Case ID: mont_219/html/0179-01.html
Source: Caselaw Access Project
Author: {"author": "MR. JUSTICE HARRISON", "license": "Public Domain", "url": "https://static.case.law/"}
Date Created: 2024-08-24T03:29:51.129683

ELDORA J. PORCH, Bobby Ray Tanner and Francis C. Cadwell, Plaintiffs and Appellants, v. POWDER RIVER BOARD OF COUNTY COMMISSIONERS, Alvin Raschkow, F.F. Huckins, Ted Fletcher, Commissioners, Defendants and Respondents.
    No. 85-168.
    Submitted on Briefs Oct. 3, 1985.
    Decided Dec. 30, 1985.
    710 P.2d 1364.
    
      Anderson, Brown, Gerbase, Cebull & Jones, Joe Gerbase, Billings, for plaintiffs and appellants.
    Daniel Schwarz, Co. Atty., Broadus, for defendants and respondents.
   MR. JUSTICE HARRISON

delivered the Opinion of the Court.

This is an appeal from a judgment entered in the Sixteenth Judicial District, in and for the County of Powder River, Montana.

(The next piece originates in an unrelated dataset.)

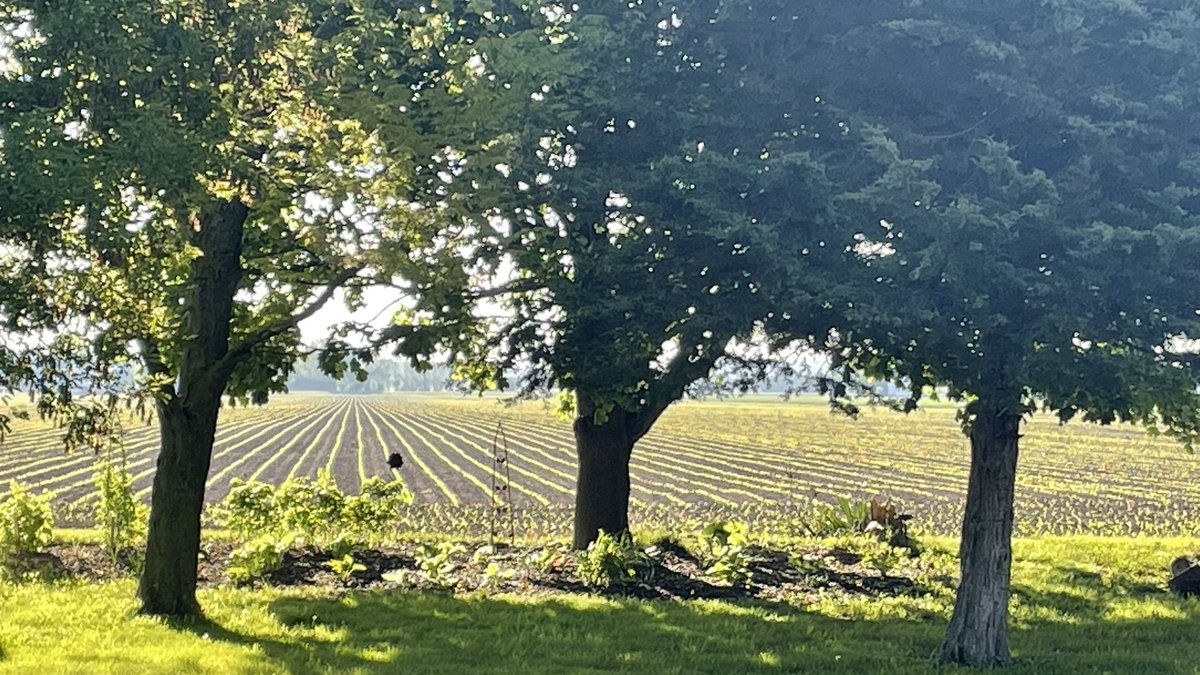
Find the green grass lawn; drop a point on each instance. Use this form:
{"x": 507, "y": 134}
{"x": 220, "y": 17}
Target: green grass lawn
{"x": 1080, "y": 605}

The District Court denied appellants’ application for a writ of prohibition against respondents to prohibit them from building a swimming pool pursuant to the creation of a RSID.

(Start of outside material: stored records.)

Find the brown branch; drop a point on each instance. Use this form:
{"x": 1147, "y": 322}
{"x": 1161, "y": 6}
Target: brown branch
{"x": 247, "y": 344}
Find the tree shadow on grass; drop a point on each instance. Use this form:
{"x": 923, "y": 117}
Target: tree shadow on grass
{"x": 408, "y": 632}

Prior to May 31, 1984, a number of petitions were circulated in Powder River County, Montana, for the purpose of creating a rural special improvement district (RSID), pursuant to Section 7-12-2102, MCA (1983). The commissioners executed a resolution of intent to create the RSID and it was subsequently created for the purpose of constructing a swimming pool.

The appellants brought this action under an application for a writ of prohibition to prohibit the Commissioners from building the swimming pool. The sufficiency of the petition was challenged on the grounds it did not contain the names of the requisite percentage of freeholders within the district. A show cause hearing was held and the application was denied.

The 1985 Legislature amended Section 7-12-2102, MCA (1983), Sec. 2, Ch. 665, L. 1985. There is no longer the requirement of petition of 60% of the freeholders affected for establishment of a RSID. The county commissioners have the authority, “[w]henever the public interest or convenience may require, to order and create special improvement districts outside the limits of incorporated towns and cities ...” The Powder River County Commissioners may proceed with establishment of the RSID to build a swimming pool. The statutes provide a method of written protest by property owners who are liable to be assessed if the district is established. The order quashing the writ of prohibition is affirmed for the reason the question is moot.

MR. CHIEF JUSTICE TURNAGE and MR. JUSTICES SHEEHY, GULBRANDSON and HUNT concur.